Hadoop: This is a popular big data processing platform, which is almost synonymous with big data, so it is necessary. Hadoop includes several components: HDFS, MapReduce and YARN. HDFS is a place to store data, just like the hard disk of our computer. MapReduce processes and calculates data. It has a feature that all data can be run in a given time, but the time may not be fast, so it is called data batch processing.

City zoo: It's a panacea. It will be used when installing Hadoop's HA, and it will also be used in future Hbase. It is generally used to store some cooperation information, which is relatively small and generally does not exceed1m. All software that uses it depends on it. For us personally, we just need to install it correctly and let it run normally.

Mysql: We have finished learning the processing of big data, and then we have to learn the mysql database, a processing tool for small data, because it will be used when installing hive later. What level does mysql need to master? You can install it on Linux, run it, configure simple permissions, modify the password of root, and create a database. Here is mainly to learn the syntax of SQL, because the syntax of hive is very similar to this.

Sqoop: Used to import data from Mysql into Hadoop. Of course, you can also export Mysql data table directly to a file and put it on HDFS without this. Of course, you should pay attention to the pressure of Mysql in production environment.

Hive: This thing is an artifact of people who understand SQL syntax. It makes it easy for you to deal with big data, and you don't have to work hard to write MapReduce programs. Some people say pigs? Just like a pig. Just master one.

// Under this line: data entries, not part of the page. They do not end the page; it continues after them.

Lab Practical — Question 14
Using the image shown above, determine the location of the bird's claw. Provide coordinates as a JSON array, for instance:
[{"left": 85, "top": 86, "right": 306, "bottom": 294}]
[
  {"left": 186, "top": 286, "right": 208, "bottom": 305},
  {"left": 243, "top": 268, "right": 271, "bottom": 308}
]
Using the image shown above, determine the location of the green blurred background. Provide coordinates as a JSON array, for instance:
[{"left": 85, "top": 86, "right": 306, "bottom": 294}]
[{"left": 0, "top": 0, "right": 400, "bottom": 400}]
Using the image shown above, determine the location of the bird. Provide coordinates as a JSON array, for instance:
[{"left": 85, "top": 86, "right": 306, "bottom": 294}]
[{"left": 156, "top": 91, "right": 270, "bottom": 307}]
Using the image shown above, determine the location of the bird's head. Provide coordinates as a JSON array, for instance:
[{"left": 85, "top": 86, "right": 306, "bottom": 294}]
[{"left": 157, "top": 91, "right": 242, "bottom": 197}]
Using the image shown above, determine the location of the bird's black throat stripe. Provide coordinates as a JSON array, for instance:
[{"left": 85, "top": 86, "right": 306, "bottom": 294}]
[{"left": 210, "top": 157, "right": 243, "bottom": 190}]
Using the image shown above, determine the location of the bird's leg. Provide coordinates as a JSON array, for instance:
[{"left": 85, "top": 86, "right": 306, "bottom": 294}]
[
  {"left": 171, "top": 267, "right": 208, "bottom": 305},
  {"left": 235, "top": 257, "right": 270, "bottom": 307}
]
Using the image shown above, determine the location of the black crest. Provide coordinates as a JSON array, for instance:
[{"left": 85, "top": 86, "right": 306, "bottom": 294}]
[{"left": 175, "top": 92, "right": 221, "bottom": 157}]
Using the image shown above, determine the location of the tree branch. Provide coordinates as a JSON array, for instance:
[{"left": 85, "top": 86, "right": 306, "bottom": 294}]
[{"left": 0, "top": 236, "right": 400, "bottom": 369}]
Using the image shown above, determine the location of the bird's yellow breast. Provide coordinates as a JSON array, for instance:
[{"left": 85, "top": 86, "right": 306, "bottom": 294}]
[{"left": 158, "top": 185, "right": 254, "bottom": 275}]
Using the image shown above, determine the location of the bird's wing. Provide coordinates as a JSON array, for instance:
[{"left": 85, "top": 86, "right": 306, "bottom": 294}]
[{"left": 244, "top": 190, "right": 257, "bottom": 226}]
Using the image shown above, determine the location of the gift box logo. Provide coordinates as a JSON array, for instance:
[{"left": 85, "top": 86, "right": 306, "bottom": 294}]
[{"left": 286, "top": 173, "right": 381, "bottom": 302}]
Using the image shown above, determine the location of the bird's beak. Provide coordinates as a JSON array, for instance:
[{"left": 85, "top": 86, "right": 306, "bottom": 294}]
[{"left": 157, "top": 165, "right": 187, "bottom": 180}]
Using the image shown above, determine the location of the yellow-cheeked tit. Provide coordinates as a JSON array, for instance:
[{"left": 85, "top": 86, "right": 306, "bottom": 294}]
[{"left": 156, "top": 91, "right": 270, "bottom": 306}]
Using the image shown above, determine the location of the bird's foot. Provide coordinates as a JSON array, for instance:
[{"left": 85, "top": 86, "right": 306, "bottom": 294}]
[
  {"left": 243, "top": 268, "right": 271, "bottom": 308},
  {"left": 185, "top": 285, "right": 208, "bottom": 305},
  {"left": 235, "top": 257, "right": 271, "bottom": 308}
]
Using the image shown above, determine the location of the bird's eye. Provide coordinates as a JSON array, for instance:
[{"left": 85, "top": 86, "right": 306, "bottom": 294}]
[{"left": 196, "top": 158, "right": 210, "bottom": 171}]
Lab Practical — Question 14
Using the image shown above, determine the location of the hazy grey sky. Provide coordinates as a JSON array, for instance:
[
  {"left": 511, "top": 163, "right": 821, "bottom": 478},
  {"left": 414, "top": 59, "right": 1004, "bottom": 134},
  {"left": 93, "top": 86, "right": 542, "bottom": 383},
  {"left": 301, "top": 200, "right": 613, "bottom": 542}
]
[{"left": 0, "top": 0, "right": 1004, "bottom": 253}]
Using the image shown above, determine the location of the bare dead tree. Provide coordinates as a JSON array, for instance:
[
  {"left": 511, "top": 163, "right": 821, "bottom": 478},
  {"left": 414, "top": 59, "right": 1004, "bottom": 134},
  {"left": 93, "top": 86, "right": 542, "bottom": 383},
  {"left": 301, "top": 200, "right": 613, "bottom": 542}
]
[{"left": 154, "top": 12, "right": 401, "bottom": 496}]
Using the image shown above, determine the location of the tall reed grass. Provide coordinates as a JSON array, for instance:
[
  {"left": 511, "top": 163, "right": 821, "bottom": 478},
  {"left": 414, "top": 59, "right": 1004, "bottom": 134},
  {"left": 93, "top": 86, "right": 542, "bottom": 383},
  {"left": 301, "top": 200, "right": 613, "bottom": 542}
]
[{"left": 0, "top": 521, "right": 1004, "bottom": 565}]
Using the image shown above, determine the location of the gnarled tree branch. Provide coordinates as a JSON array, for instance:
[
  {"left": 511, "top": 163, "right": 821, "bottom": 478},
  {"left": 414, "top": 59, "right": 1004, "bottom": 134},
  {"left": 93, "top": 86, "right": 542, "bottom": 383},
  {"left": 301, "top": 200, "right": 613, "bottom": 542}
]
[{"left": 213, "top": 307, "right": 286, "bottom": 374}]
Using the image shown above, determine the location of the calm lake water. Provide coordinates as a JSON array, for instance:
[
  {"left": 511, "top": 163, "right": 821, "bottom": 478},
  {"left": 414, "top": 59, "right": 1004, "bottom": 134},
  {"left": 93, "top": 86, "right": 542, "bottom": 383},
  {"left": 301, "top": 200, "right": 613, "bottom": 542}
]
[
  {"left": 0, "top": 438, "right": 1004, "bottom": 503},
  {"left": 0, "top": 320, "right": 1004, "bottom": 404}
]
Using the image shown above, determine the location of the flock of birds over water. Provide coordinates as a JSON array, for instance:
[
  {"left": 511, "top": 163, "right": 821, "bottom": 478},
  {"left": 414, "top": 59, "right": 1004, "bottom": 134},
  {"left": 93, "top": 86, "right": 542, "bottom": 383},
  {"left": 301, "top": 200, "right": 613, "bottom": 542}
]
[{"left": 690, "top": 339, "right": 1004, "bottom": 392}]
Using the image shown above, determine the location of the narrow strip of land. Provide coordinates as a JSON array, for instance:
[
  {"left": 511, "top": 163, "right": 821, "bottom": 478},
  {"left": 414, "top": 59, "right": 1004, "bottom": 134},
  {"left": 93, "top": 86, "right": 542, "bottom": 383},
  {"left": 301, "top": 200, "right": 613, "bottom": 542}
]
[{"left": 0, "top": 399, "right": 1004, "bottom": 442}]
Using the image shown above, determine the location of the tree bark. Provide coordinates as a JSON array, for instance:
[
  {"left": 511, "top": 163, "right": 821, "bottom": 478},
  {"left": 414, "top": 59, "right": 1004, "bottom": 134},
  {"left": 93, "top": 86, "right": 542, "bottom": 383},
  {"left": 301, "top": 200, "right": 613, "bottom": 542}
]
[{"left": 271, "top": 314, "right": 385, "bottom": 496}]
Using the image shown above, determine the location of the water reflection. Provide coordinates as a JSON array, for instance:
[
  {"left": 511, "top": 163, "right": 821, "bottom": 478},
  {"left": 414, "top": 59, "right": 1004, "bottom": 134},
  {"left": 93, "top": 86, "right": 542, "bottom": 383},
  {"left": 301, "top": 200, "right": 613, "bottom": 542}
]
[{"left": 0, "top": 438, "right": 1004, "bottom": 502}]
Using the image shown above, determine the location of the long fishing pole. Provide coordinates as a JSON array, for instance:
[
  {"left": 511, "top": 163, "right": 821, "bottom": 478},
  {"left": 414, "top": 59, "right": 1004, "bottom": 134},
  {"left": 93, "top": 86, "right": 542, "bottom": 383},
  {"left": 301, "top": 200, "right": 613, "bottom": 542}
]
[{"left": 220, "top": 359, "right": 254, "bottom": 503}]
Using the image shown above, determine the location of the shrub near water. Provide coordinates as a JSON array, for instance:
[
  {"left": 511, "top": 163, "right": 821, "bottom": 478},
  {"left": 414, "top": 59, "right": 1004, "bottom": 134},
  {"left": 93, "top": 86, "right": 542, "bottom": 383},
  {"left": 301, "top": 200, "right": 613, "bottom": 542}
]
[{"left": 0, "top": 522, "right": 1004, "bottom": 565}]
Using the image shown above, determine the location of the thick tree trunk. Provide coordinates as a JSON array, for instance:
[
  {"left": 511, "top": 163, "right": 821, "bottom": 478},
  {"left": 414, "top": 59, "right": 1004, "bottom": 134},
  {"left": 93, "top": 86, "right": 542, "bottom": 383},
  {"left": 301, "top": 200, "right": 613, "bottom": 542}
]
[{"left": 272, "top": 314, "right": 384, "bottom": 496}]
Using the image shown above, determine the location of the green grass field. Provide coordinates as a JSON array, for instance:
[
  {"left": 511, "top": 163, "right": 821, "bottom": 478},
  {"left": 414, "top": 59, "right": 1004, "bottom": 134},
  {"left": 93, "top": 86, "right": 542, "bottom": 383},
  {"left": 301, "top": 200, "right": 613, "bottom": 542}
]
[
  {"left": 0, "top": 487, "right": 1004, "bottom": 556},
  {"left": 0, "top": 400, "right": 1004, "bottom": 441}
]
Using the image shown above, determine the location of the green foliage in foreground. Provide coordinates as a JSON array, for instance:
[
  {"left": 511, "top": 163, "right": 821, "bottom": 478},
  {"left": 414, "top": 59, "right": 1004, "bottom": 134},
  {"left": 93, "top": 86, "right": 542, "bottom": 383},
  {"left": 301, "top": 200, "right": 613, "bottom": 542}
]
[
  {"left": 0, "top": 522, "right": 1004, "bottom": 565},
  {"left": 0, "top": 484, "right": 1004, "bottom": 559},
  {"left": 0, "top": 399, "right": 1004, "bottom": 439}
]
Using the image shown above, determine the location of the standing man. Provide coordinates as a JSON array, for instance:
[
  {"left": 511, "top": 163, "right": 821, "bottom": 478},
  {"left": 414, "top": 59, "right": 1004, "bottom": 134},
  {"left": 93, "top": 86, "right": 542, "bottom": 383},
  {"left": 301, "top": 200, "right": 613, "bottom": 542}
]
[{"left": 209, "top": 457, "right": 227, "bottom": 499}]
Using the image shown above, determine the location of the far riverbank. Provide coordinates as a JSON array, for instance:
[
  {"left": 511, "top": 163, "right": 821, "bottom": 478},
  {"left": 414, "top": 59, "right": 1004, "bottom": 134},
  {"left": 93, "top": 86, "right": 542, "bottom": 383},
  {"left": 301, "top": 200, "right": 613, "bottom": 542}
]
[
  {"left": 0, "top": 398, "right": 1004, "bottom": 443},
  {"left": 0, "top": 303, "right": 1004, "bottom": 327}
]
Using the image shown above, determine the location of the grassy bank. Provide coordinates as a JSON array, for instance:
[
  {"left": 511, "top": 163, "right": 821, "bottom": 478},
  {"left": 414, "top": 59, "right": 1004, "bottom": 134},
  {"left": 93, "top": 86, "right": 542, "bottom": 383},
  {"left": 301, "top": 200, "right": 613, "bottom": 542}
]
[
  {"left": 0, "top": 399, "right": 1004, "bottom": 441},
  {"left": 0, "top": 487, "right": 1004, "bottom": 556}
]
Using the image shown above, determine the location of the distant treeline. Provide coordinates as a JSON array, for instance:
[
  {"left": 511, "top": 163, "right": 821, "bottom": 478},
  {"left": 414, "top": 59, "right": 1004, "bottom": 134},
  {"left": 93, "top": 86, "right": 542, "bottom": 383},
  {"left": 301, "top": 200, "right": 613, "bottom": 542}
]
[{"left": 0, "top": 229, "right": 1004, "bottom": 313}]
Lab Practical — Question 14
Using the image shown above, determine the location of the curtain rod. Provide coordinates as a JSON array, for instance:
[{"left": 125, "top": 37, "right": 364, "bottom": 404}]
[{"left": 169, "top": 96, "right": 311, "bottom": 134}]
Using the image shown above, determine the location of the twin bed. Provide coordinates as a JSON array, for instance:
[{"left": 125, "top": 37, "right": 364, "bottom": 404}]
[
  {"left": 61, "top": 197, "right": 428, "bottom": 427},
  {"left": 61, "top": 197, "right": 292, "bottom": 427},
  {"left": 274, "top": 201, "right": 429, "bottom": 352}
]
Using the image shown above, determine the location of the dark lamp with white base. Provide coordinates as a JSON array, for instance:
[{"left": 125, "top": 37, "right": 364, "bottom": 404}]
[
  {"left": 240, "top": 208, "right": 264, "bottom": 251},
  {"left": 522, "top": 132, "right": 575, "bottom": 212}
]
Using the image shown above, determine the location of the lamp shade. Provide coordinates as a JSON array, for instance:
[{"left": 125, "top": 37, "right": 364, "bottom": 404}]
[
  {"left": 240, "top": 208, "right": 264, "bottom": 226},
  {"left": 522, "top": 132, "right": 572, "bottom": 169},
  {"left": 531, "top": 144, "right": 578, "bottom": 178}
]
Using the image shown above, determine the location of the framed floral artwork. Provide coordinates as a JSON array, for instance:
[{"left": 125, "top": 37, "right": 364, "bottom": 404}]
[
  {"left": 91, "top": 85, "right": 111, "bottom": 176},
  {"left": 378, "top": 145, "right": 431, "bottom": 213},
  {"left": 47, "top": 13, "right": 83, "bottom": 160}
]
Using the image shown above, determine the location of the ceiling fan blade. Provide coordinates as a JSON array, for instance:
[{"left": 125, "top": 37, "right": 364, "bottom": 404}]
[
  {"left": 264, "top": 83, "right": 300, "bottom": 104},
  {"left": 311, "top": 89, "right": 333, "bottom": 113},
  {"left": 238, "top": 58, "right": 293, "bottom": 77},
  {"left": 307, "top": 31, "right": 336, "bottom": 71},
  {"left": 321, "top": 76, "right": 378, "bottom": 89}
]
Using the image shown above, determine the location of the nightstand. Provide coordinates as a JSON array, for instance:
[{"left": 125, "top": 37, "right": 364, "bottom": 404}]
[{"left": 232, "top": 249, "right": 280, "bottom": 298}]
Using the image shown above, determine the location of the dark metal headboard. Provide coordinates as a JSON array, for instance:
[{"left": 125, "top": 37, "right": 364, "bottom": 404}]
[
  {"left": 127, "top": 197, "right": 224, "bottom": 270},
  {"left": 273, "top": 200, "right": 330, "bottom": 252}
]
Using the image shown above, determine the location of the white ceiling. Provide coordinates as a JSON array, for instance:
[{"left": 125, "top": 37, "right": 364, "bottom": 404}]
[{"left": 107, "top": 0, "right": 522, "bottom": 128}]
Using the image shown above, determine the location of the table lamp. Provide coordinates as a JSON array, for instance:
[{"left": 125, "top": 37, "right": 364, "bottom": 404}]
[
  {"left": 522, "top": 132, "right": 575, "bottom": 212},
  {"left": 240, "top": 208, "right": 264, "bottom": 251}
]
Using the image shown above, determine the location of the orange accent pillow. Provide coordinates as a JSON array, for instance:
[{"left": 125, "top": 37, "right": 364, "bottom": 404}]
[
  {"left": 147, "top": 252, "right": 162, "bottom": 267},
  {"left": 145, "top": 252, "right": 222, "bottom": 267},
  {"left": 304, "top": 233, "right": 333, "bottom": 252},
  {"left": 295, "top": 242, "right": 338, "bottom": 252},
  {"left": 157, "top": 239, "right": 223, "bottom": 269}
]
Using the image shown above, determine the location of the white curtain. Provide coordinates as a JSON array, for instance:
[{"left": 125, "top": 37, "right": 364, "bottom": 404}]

Oozie: Now that you have learned Hive, I'm sure you need it. It can help you manage your Hive or MapReduce and Spark scripts, check whether your program is executed correctly, give you an alarm if there is a problem, help you retry the program, and most importantly, help you configure task dependencies. I'm sure you'll like it, or you'll feel like shit when you look at that pile of scripts and the dense crond.

Hbase: This is the NOSQL database in Hadoop ecosystem. Its data is stored in the form of keys and values. Keys are unique, so they can be used to copy data. Compared with MYSQL, it can store more data. Therefore, it is usually used for storage destinations after big data processing is completed.

Kafka: This is a good queuing tool. What is the queue for? Line up to buy tickets, okay? If there is too much data, you need to queue up for processing, so that other students who cooperate with you will not scream. Why did you give me so much data (for example, hundreds of gigabytes of files)? What should I do with it? Don't blame him for not dealing with big data. You can tell him that I put the data in the queue and take them one by one when you use them, so that he won't complain and optimize his program immediately, because it's his business not to deal with them. You didn't ask the question. Of course, we can also use this tool to store online real-time data in memory or HDFS. At this time, you can cooperate with a tool called Flume, which is specially used to provide simple data processing and write it to various data receivers (such as Kafka).

Spark: used to make up for the lack of data processing speed based on MapReduce. Its characteristic is to load data into memory for calculation, instead of reading a hard disk that is slow to death and has a particularly slow evolution. Especially suitable for iterative operation, so the algorithm flow is particularly porridge. It was written in scala. Either the Java language or Scala can operate, because both use JVM.